Proving Russell's Paradox in Predicate Calculus

[solakis1]

Can we prove in the predicate calculus,that there does not exist someone who can shave all those that do not shave themselfs?? (Russell's Paradox)

 

[Evgeny.Makarov]

Let $S(x,y)$ mean that $x$ shaves $y$. Then the statement that no barber with the desired property exists is
\[
\neg\exists b\,\forall x.\,S(b,x)\leftrightarrow\neg S(x,x).
\]
I believe this is a tautology, so it is provable.

 

[solakis1]

Let $S(x,y)$ mean that $x$ shaves $y$. Then the statement that no barber with the desired property exists is
\[
\neg\exists b\,\forall x.\,S(b,x)\leftrightarrow\neg S(x,x).
\]
I believe this is a tautology, so it is provable.

1)Is the above formula an exact translation of the RASSELL'S papadoxe.

2) Is it provable??,since predicate calculus is not a decidable theory

 

[Evgeny.Makarov]

1)Is the above formula an exact translation of the RASSELL'S papadoxe.

First, Russell's paradox is usually stated about sets. Second, it's difficult to say whether a formula is an exact translation of a claim in the natural language. Sometimes we change the claim into an equivalent one during translation into a formula, but there are infinitely many formulas equivalent to any given formula, so there are many translation variants to choose from. Also, I started the formula with negation, so it is a tautology. If the negation is omitted, it becomes a contradiction, which is more like a paradox. Wikipedia has the following version.
\[
(\exists x)({\text{man}}(x)\wedge (\forall y)({\text{man}}(y)\rightarrow ({\text{shaves}}(x,y)\leftrightarrow \neg {\text{shaves}}(y,y))))
\]

2) Is it provable??,since predicate calculus is not a decidable theory

Decidability is not important here. In fact, the word "decidable" has two meanings with respect to logical theories. The modern meaning is that there exists an algorithm that says whether a given formula is in the theory (or is a corollary of the theory) or not. The older meaning, which Gödel used in the title of his article "On Formally Undecidable Propositions"), says that the theory is complete, i.e., derives $A$ or $\neg A$ for every formula $A$. But every first-order theory is complete with respect to the set of all of its models (this is Gödel's completeness theorem). This means that if $T$ is a theory, $A$ is a formula and $I\models A$ for all interpretations $I$ such that $I\models T$, then $T\vdash A$. The problem with arithmetic is that we consider not all models, but the natural model $\mathbb{N}$, and arithmetic is incomplete w.r.t. this model: there exists a formula $A$ such that $\mathbb{N}\models A$, but $\text{PA}\not\vdash A$ where PA stands for Peano Arithmetic.
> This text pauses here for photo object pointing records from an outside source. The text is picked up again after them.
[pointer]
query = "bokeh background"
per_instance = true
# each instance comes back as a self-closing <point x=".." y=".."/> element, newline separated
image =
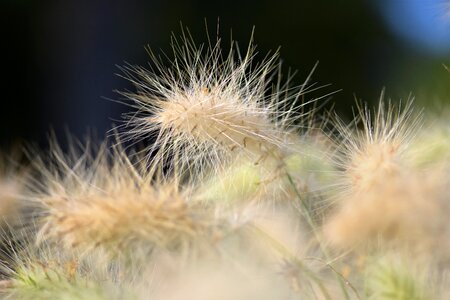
<point x="59" y="58"/>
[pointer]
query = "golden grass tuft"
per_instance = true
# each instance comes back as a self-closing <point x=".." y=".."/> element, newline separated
<point x="105" y="202"/>
<point x="209" y="107"/>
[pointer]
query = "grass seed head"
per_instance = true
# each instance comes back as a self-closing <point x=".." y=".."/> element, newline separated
<point x="210" y="105"/>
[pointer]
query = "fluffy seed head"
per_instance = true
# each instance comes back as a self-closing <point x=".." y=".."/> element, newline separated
<point x="375" y="153"/>
<point x="208" y="106"/>
<point x="103" y="201"/>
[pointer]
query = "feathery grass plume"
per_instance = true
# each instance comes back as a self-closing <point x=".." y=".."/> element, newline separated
<point x="104" y="201"/>
<point x="395" y="278"/>
<point x="368" y="155"/>
<point x="384" y="195"/>
<point x="209" y="106"/>
<point x="45" y="272"/>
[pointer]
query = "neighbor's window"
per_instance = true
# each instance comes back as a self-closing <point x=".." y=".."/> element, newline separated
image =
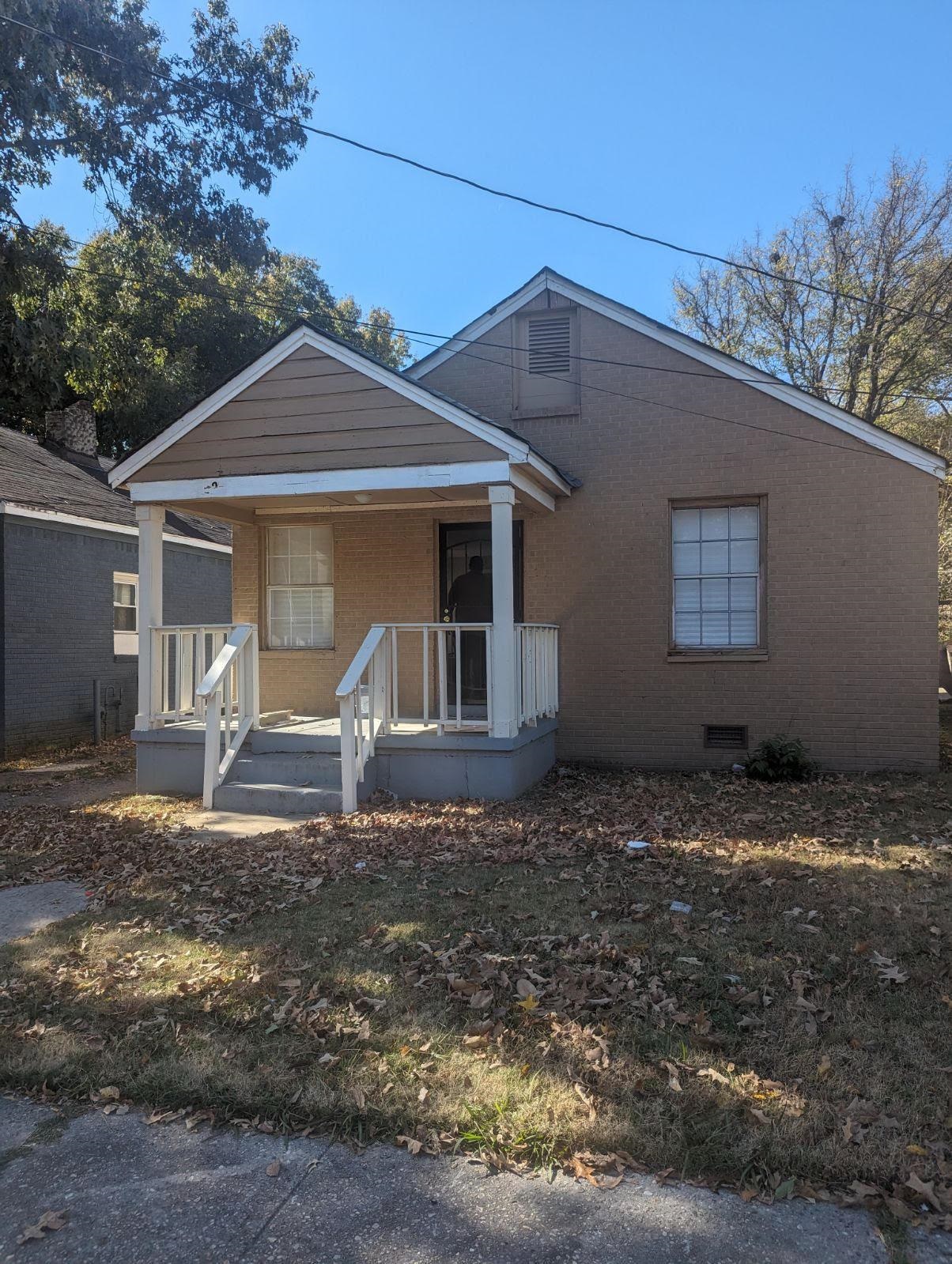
<point x="300" y="588"/>
<point x="126" y="613"/>
<point x="716" y="568"/>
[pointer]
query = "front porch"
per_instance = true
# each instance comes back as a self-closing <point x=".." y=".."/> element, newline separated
<point x="402" y="722"/>
<point x="388" y="595"/>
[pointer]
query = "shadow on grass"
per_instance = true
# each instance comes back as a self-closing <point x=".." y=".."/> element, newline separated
<point x="754" y="1039"/>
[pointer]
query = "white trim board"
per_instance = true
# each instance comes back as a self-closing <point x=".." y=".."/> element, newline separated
<point x="548" y="280"/>
<point x="513" y="447"/>
<point x="324" y="482"/>
<point x="71" y="519"/>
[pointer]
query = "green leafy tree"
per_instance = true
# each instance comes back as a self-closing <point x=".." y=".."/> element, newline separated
<point x="152" y="148"/>
<point x="149" y="331"/>
<point x="186" y="289"/>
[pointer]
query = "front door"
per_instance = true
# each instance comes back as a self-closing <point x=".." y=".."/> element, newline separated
<point x="467" y="595"/>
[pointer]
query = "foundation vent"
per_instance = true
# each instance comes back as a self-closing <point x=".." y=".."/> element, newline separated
<point x="726" y="738"/>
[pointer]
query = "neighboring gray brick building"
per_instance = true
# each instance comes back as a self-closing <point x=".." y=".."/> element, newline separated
<point x="69" y="561"/>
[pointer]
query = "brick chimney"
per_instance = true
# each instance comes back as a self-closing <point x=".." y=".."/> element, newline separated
<point x="74" y="428"/>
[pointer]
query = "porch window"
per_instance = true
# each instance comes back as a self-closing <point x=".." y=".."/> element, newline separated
<point x="300" y="588"/>
<point x="126" y="613"/>
<point x="716" y="574"/>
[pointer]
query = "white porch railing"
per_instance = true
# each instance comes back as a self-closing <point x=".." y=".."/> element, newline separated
<point x="229" y="694"/>
<point x="369" y="694"/>
<point x="536" y="671"/>
<point x="179" y="658"/>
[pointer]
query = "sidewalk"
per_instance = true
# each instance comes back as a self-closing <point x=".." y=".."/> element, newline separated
<point x="134" y="1192"/>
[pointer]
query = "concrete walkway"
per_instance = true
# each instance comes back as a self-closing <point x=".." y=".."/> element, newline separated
<point x="134" y="1192"/>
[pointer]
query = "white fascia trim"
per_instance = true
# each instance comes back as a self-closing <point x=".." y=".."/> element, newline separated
<point x="304" y="337"/>
<point x="323" y="482"/>
<point x="532" y="491"/>
<point x="607" y="308"/>
<point x="71" y="519"/>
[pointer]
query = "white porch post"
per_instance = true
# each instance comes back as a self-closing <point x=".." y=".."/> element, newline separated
<point x="151" y="519"/>
<point x="504" y="658"/>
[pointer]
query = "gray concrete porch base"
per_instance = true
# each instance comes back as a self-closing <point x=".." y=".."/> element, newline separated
<point x="466" y="766"/>
<point x="414" y="765"/>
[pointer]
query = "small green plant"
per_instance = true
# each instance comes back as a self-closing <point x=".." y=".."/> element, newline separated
<point x="779" y="759"/>
<point x="497" y="1141"/>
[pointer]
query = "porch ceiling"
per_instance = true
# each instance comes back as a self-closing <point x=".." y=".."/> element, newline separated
<point x="262" y="510"/>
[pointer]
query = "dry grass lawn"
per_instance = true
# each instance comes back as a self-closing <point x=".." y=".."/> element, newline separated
<point x="512" y="979"/>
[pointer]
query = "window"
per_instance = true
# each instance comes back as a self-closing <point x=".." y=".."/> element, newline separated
<point x="300" y="588"/>
<point x="545" y="369"/>
<point x="126" y="613"/>
<point x="716" y="569"/>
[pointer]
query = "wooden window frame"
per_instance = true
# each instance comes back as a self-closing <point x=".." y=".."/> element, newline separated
<point x="718" y="654"/>
<point x="126" y="641"/>
<point x="268" y="588"/>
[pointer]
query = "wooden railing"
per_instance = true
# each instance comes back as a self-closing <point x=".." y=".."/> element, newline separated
<point x="362" y="696"/>
<point x="387" y="670"/>
<point x="229" y="696"/>
<point x="536" y="671"/>
<point x="179" y="658"/>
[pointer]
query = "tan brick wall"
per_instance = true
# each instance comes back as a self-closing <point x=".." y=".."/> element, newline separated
<point x="850" y="553"/>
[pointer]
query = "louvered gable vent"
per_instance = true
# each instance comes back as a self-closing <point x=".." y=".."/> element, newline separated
<point x="550" y="344"/>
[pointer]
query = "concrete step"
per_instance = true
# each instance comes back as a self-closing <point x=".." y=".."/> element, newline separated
<point x="276" y="800"/>
<point x="318" y="768"/>
<point x="268" y="741"/>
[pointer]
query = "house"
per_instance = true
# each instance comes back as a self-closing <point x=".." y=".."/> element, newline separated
<point x="70" y="587"/>
<point x="671" y="555"/>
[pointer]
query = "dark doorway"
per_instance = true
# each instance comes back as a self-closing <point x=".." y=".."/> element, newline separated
<point x="459" y="544"/>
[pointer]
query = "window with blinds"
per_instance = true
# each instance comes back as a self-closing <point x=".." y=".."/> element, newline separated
<point x="300" y="588"/>
<point x="716" y="575"/>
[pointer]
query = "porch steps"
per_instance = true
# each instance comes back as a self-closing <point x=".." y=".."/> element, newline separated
<point x="282" y="783"/>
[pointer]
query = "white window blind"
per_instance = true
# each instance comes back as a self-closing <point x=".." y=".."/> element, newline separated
<point x="126" y="613"/>
<point x="716" y="567"/>
<point x="300" y="588"/>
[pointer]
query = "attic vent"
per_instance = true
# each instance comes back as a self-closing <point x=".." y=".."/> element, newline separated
<point x="730" y="738"/>
<point x="550" y="344"/>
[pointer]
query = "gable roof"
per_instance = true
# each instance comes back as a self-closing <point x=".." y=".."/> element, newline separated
<point x="905" y="451"/>
<point x="305" y="334"/>
<point x="32" y="477"/>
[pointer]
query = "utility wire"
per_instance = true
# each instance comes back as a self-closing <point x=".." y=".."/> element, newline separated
<point x="474" y="183"/>
<point x="417" y="335"/>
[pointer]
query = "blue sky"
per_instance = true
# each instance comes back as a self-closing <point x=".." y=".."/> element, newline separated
<point x="694" y="122"/>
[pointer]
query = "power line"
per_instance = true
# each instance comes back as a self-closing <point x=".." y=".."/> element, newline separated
<point x="477" y="185"/>
<point x="584" y="386"/>
<point x="709" y="416"/>
<point x="417" y="335"/>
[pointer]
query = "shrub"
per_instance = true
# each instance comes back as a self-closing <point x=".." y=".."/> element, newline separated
<point x="779" y="759"/>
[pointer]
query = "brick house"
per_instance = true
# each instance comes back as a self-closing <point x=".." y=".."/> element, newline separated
<point x="69" y="587"/>
<point x="570" y="531"/>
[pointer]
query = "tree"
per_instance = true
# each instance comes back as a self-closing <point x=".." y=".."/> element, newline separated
<point x="886" y="359"/>
<point x="890" y="246"/>
<point x="152" y="147"/>
<point x="149" y="333"/>
<point x="148" y="318"/>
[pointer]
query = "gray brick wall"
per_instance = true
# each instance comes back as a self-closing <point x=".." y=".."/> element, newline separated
<point x="59" y="624"/>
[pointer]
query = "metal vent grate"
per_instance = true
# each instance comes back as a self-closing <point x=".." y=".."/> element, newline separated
<point x="731" y="738"/>
<point x="550" y="344"/>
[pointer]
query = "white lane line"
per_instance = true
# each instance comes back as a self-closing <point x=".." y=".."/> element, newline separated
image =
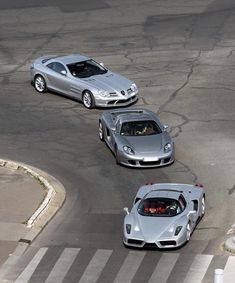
<point x="164" y="268"/>
<point x="229" y="270"/>
<point x="95" y="266"/>
<point x="29" y="270"/>
<point x="129" y="267"/>
<point x="198" y="268"/>
<point x="62" y="265"/>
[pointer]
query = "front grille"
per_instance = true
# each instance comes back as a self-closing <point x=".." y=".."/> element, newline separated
<point x="129" y="91"/>
<point x="168" y="243"/>
<point x="166" y="160"/>
<point x="132" y="162"/>
<point x="115" y="102"/>
<point x="150" y="163"/>
<point x="135" y="242"/>
<point x="150" y="245"/>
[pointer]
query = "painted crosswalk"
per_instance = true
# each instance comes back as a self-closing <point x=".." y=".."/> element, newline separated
<point x="57" y="265"/>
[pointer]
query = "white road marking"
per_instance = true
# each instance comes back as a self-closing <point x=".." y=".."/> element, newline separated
<point x="229" y="270"/>
<point x="164" y="268"/>
<point x="62" y="265"/>
<point x="95" y="267"/>
<point x="129" y="267"/>
<point x="198" y="269"/>
<point x="29" y="270"/>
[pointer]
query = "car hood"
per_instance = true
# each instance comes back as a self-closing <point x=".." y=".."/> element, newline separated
<point x="145" y="144"/>
<point x="152" y="227"/>
<point x="109" y="82"/>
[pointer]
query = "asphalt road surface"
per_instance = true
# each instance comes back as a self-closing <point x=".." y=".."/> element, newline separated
<point x="181" y="54"/>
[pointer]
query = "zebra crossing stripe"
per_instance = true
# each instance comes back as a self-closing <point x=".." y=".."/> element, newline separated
<point x="198" y="269"/>
<point x="129" y="267"/>
<point x="164" y="268"/>
<point x="29" y="270"/>
<point x="62" y="265"/>
<point x="229" y="270"/>
<point x="95" y="267"/>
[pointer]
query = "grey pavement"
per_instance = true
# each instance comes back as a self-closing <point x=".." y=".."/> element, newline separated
<point x="29" y="199"/>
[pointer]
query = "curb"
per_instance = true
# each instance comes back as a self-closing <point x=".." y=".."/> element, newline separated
<point x="53" y="201"/>
<point x="229" y="245"/>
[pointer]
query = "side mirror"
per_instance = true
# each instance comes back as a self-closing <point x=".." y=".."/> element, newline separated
<point x="63" y="72"/>
<point x="192" y="212"/>
<point x="165" y="127"/>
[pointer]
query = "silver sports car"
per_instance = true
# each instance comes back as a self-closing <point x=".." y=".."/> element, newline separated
<point x="136" y="137"/>
<point x="82" y="78"/>
<point x="163" y="215"/>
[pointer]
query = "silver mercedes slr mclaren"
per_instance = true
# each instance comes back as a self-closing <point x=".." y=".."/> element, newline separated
<point x="82" y="78"/>
<point x="136" y="137"/>
<point x="163" y="215"/>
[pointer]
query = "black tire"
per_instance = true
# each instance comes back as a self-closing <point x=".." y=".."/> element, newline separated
<point x="203" y="205"/>
<point x="189" y="232"/>
<point x="101" y="131"/>
<point x="88" y="99"/>
<point x="40" y="84"/>
<point x="116" y="155"/>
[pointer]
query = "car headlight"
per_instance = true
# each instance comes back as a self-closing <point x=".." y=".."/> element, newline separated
<point x="128" y="228"/>
<point x="128" y="150"/>
<point x="134" y="87"/>
<point x="103" y="93"/>
<point x="177" y="230"/>
<point x="167" y="147"/>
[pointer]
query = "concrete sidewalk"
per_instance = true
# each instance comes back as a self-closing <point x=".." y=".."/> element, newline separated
<point x="29" y="198"/>
<point x="20" y="196"/>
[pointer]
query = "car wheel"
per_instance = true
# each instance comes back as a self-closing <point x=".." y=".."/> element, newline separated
<point x="88" y="100"/>
<point x="188" y="232"/>
<point x="101" y="131"/>
<point x="116" y="155"/>
<point x="203" y="206"/>
<point x="40" y="84"/>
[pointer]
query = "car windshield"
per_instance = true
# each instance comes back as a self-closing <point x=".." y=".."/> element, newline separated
<point x="86" y="69"/>
<point x="159" y="207"/>
<point x="140" y="128"/>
Anyway, all tautologies are provable in first-order logic, so the formula from post #2 is provable.

 

[solakis1]

Also, I started the formula with negation, so it is a tautology.

.

So whenever we start a formula in predicate calculus with a negation ,automatically we have created a tautology??

By a tautology ,you mean a valid argument and thus provable, I suppose

 

[Evgeny.Makarov]

So whenever we start a formula in predicate calculus with a negation ,automatically we have created a tautology?

Of course not. I am saying that my formula asserts that no barber exists (which is true), while the Wikipedia formula asserts that he exists (which is false).

By a tautology ,you mean a valid argument and thus provable, I suppose

A tautology (rather, a valid formula in the context of first-order logic) is a formula that is true in every interpretation. By completeness theorem, every valid formula is derivable.

 

[solakis1]

Of course not. I am saying that my formula asserts that no barber exists (which is true), while the Wikipedia formula asserts that he exists (which is false)..

How do we formally prove that in set theory

 

[Evgeny.Makarov]

How do we formally prove that in set theory

In set theory we can prove $\neg\exists y\,\forall x\,(x\in y\leftrightarrow \neg x\in x)$. We don't even need to use any axioms of set theory, just first-order logic.